1. Why pay? Let Thames Water collapse and take back control via primary legislation. If that scares investors off future privatisation projects then good.
You can't just take it. There are many costs involved, even under special administration. If Thames collapses, there won't be any money there to pay for it.
It'll come out of your taxes.
2. Thames Water is already demanding huge subsidies on top of a 40% hike in prices, so it’s a choice between that money being used the fix the problems or it going overseas to investors.
I don't know the full details, but there are some kind of legal requirements that mean those investors must be paid a certain level of return. This is part of the bind.
The other is a combination of regulator-imposed limits on what can be spent on repairs, maintenance and Capex.
2. It wasn’t dire performance that led to privatisation, it was ideology.
The UK had already been prosecuted by the European court because our water quality had fallen so far below standard. We were going to get hit a second time if we didn't get get everything fixed up to minimum standard, but the cost of that was massive (something like £430 billion in today's money) and the only viable funding was private investment.
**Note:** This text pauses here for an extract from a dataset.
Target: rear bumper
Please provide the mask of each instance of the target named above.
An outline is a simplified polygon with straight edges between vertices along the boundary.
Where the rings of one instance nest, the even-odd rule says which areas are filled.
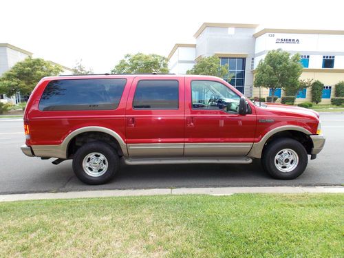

There was an ideology spiel that came with it, about competition, innovation, etc and some of those improvements have indeed come about. But primarily it was about finding the money to get out of the doghouse.
Most obviously would stopping shareholders dictating how a private company provides a public service of critical infrastructure.
Given how much of a **** show of incompetence and underfunding the industry was in the 60s and 70s, you'd soon have people very willing to pay for a better service.
All you'd do by renationalising is give people another reason to complain about government incompetence.
Above all services on which people depend to live should not be run for profit.
It isn't run like that.
It has, however, been asset-stripped and mortgaged by previous owners (RWE and Macquarrie), and shafted by a clueless and toothless regulator.